Can Sareum Holdings plc (AIM:SAR) Improve Your Portfolio Returns?

For Sareum Holdings plc’s (AIM:SAR) shareholders, and also potential investors in the stock, understanding how the stock’s risk and return characteristics can impact your portfolio is important. There are two types of risks that affect the market value of a listed company such as SAR. The first risk to consider is company-specific, which can be diversified away when you invest in other companies in the same industry as SAR, because it is rare that an entire industry collapses at once. The second risk is market-wide, which arises from investing in the stock market. This risk reflects changes in economic and political factors that affects all stocks.

Not all stocks are expose to the same level of market risk. The most widely used metric to quantify a stock's market risk is beta, and the market as a whole represents a beta of one. A stock with a beta greater than one is expected to exhibit higher volatility resulting from market-wide shocks compared to one with a beta below one.

Check out our latest analysis for Sareum Holdings

What does SAR's beta value mean?

Sareum Holdings’s five-year beta of 1.02 means that the company’s value will swing up by more than the market during prosperous times, but also drop down by more in times of downturns. This level of volatility indicates bigger risk for investors who passively invest in the stock market index.
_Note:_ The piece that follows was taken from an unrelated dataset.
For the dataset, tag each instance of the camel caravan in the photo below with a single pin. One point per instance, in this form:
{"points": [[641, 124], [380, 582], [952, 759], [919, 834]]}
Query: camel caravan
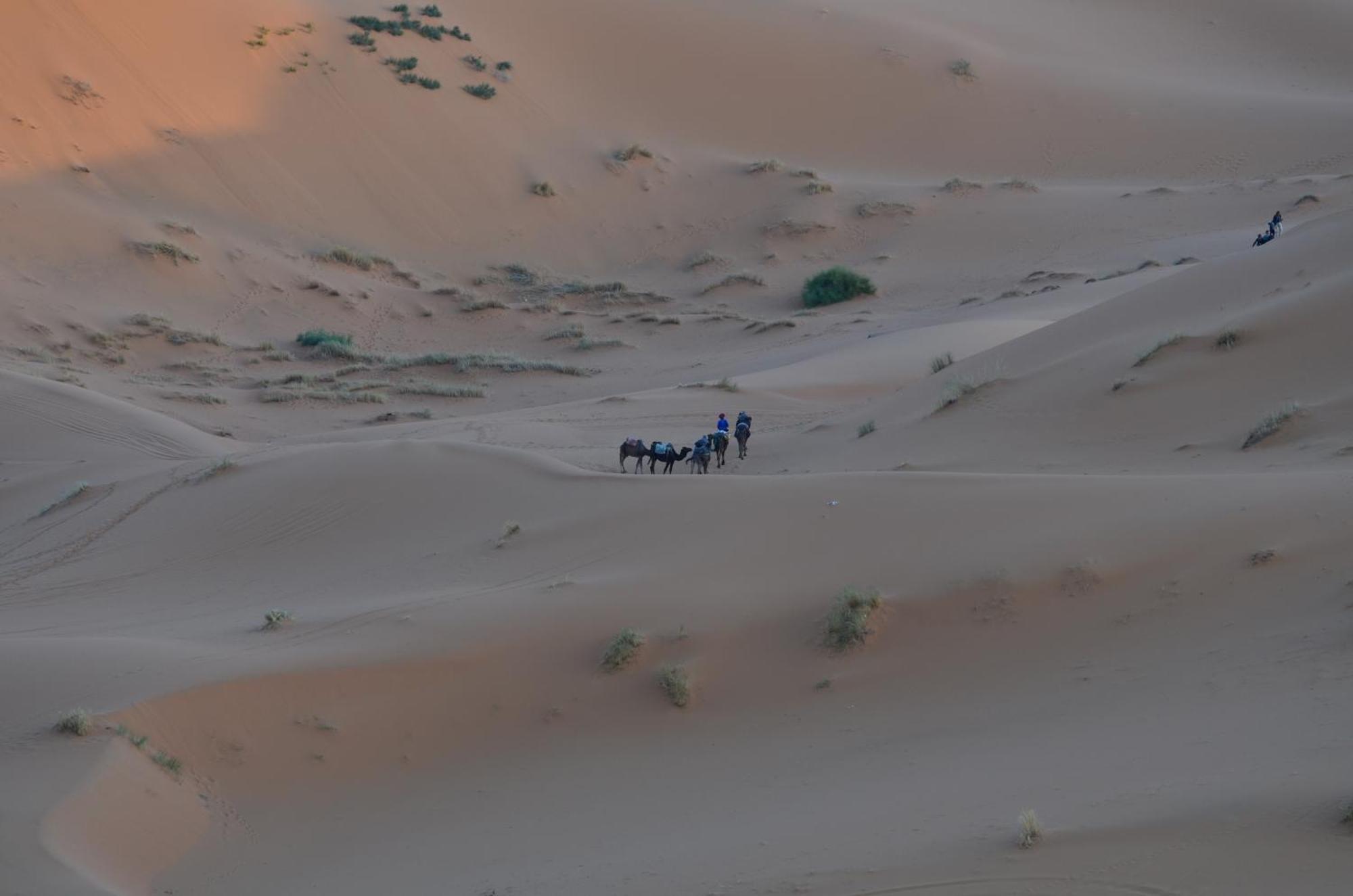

According to this value of beta, SAR can help magnify your portfolio return, especially if it is predominantly made up of low-beta stocks. If the market is going up, a higher exposure to the upside from a high-beta stock can push up your portfolio return.

AIM:SAR Income Statement Sep 13th 17
AIM:SAR Income Statement Sep 13th 17

Does SAR's size and industry impact the expected beta?

A market capitalisation of GBP £23.15M puts SAR in the category of small-cap stocks, which tends to possess higher beta than larger companies. Conversely, the company operates in the pharmaceuticals, biotechnology and life sciences industry, which has been found to have low sensitivity to market-wide shocks. Therefore, investors can expect a high beta associated with the size of SAR, but a lower beta given the nature of the industry it operates in. It seems as though there is an inconsistency in risks from SAR’s size and industry. There may be a more fundamental driver which can explain this inconsistency, which we will examine below.

Can SAR's asset-composition point to a higher beta?

During times of economic downturn, low demand may cause companies to readjust production of their goods and services. It is more difficult for companies to lower their cost, if the majority of these costs are generated by fixed assets. Therefore, this is a type of risk which is associated with higher beta. I examine SAR’s ratio of fixed assets to total assets to see whether the company is highly exposed to the risk of this type of constraint. Given that fixed assets make up less than a third of the company’s total assets, SAR doesn’t rely heavily upon these expensive, inflexible assets to run its business during downturns. Thus, we can expect SAR to be more stable in the face of market movements, relative to its peers of similar size but with a higher portion of fixed assets on their books. This outcome contradicts SAR’s current beta value which indicates an above-average volatility.

What this means for you:

Are you a shareholder? You could benefit from higher returns during times of economic growth by holding onto SAR. Its low fixed cost also means that, in terms of operating leverage, it is relatively flexible during times of economic downturns. Consider the stock in terms of your other portfolio holdings, and whether it is worth investing more into SAR.

Are you a potential investor? I recommend that you look into SAR's fundamental factors such as its current valuation and financial health. Take into account your portfolio sensitivity to the market before you invest in the stock, as well as where we are in the current economic cycle. SAR may be a great investment during times of economic growth.

Beta is one aspect of your portfolio construction to consider when holding or entering into a stock. But it is certainly not the only factor. Take a look at our most recent infographic report on Sareum Holdings for a more in-depth analysis of the stock to help you make a well-informed investment decision. But if you are not interested in Sareum Holdings anymore, you can use our free platform to see my list of over 50 other stocks with a high growth potential.


To help readers see pass the short term volatility of the financial market, we aim to bring you a long-term focused research analysis purely driven by fundamental data. Note that our analysis does not factor in the latest price sensitive company announcements.

The author is an independent contributor and at the time of publication had no position in the stocks mentioned.